Isn’t travelling a bloody hoot, without kids? I recently got back from The United States Of America. #hothusband and I were away for a total of two weeks and two days and we were KID FREE!
That’s right my faithful friends, no children were involved in the making of this column. I even found myself snarling at random children on the subway as they either ignored the ‘no kids near Celeste’ memo or were just being naughty little law breakers.
Now, I love my kids. I love my kids more than I thought I could even love wine, I really do, but travelling with them is a class-A bag of dicks.
My eldest boy is five and he is super chilled, to the point where he will tell me to “take two deep breaths” to calm the hell down. My two-year-old boy, on the other hand, is trying to kill me. Plain and simple, he wants to see me suffer.
So the idea of being on a 15-hour flight with them makes me want to break something beautiful. Not only is my two-year-old trying to kill me, my five-year-old enjoys a running commentary of just how he’s going to achieve it.
“Mum, Buddy is unwrapping your tampons”, “Mum, Buddy just ate all the chewing gum in your bag”, “Mum, where’s Buddy?” I’m not great at being told I could be parenting better, especially from someone I should be parenting better.
#hothusband and I went to Bali last year with the two boys. We thought it would be a good time to go as we would only pay for one child – two-year-olds fly free. On top of this genius idea, I suggested #hothusband travel over ON HIS OWN for a week of surfing, then the boys and I would meet up with him for some Instagram-worthy family fun in the sun. #goodwife. #stupidwife.
I had far too many sympathetic smiles to count on the flight over and I still, to this day, regret screaming through tears “HE WON’T GO TO ANYONE BUT ME” at the nice air hostess who offered to take my squirming toddler for half an hour.
I am a strong woman, I really am.
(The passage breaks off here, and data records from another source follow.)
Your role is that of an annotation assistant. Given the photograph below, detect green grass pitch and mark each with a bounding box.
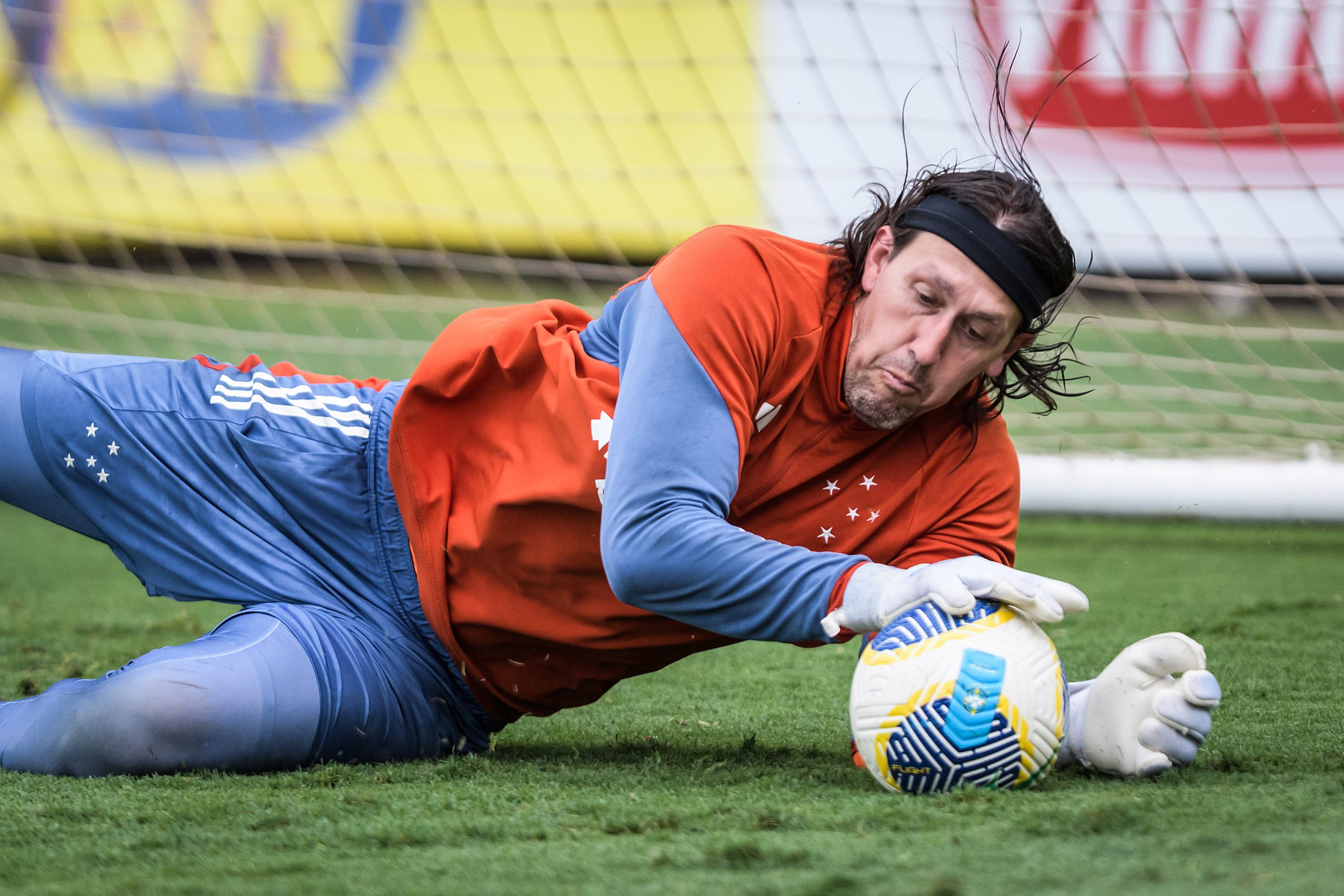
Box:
[0,508,1344,896]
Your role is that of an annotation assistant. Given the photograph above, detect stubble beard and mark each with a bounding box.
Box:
[844,354,921,430]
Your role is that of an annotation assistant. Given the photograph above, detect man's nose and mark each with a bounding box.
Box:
[910,314,951,367]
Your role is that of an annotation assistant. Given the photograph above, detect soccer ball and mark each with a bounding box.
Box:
[849,600,1068,794]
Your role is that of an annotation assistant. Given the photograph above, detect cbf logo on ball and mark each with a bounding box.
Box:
[0,0,408,157]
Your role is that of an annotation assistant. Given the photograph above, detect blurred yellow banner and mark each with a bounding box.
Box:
[0,0,762,260]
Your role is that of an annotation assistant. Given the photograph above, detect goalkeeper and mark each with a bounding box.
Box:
[0,169,1217,775]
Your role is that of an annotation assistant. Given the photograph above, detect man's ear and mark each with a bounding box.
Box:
[985,333,1036,376]
[859,224,897,293]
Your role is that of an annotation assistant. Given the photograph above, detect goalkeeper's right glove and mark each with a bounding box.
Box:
[821,556,1087,638]
[1059,631,1223,778]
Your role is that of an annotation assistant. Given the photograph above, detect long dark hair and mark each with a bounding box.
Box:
[828,48,1086,430]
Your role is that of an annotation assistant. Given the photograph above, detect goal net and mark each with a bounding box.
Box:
[0,0,1344,515]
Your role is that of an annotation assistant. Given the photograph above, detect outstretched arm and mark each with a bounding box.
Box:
[602,278,867,642]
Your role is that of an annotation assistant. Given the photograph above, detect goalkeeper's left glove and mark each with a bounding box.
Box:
[1059,631,1223,778]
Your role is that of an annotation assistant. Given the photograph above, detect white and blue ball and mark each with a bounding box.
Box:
[849,600,1068,794]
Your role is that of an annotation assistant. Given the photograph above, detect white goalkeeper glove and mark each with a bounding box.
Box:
[1059,631,1223,778]
[821,556,1087,638]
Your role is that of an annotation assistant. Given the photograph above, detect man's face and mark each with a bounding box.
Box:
[844,227,1035,430]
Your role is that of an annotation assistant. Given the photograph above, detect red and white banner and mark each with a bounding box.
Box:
[768,0,1344,278]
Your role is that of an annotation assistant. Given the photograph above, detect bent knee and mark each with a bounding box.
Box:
[54,666,259,775]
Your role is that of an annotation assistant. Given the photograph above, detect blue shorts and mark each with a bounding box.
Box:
[22,352,500,762]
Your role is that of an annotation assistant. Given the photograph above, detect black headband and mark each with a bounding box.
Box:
[897,195,1049,324]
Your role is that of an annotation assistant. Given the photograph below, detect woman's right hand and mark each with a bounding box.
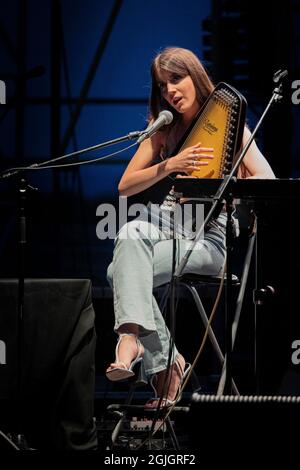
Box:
[166,142,214,174]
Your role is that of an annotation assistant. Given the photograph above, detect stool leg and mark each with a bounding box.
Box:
[182,283,239,395]
[184,283,224,365]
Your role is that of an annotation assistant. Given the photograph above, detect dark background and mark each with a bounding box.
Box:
[0,0,300,393]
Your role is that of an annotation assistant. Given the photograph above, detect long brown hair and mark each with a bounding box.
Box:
[149,47,214,124]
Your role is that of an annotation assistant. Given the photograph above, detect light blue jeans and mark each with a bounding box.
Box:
[107,213,226,375]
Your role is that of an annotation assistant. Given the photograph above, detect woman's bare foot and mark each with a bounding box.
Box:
[145,354,186,409]
[106,333,144,380]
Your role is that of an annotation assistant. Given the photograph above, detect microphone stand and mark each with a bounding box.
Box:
[0,126,146,450]
[171,70,287,394]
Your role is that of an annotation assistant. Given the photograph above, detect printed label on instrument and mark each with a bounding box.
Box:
[203,119,219,135]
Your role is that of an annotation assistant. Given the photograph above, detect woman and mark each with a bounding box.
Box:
[106,47,274,408]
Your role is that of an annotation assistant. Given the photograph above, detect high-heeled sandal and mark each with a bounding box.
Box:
[106,333,144,381]
[145,355,191,410]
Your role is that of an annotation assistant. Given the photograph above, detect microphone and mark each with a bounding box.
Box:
[137,110,173,144]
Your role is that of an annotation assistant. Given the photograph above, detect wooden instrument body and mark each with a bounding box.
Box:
[174,82,247,178]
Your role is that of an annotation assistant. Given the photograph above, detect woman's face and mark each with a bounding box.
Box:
[157,71,199,119]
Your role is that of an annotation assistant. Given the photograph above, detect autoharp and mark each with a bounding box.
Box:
[176,82,247,178]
I had emergency open-heart surgery at 25, birthed two big Maori babies and have survived an entire dance concert with a G-string on sideways. I am tough, but this trip broke me.
I got off the plane with my delirious children who thought sleeping for three minutes on a six-hour flight would be acceptable, dragged them to my tanned, relaxed and ripped husband, as he stood waiting with open arms and stories of his adventures, and threw them at him, exclaiming: “I’m done.”
So you can imagine the excitement (ahem, guilt) we felt when we decided (were forced) to leave our children and go away for two weeks. It was a “work trip” and my mum flew down from the Gold Coast, picked the boys up and flew them back to her place where she and my dad spoiled the boys beyond belief.
I wish I could tell you that I cried for my children like a dog in the street that had been hit by a bus, but I didn’t.
I was too drunk and shopping too hard, uninterrupted by the inevitable “Mum, Buddy just crapped his pants and wants you to look at it” child, to notice. We missed the kids a lot and made sure that we FaceTimed them everyday, but I’d be lying if I said it would have been better if they were there. #hothusband and I threw our backs into being footloose and fancy-free travellers that rode bikes up one-way streets and sat in cafes for hours on end staring at our phones and playing with each others feet under the table. It was bliss.
There is talk of heading back to America with the whole family and I think I will be organising some sort of Celeste-only trip that requires an early departure for this #stupidwife.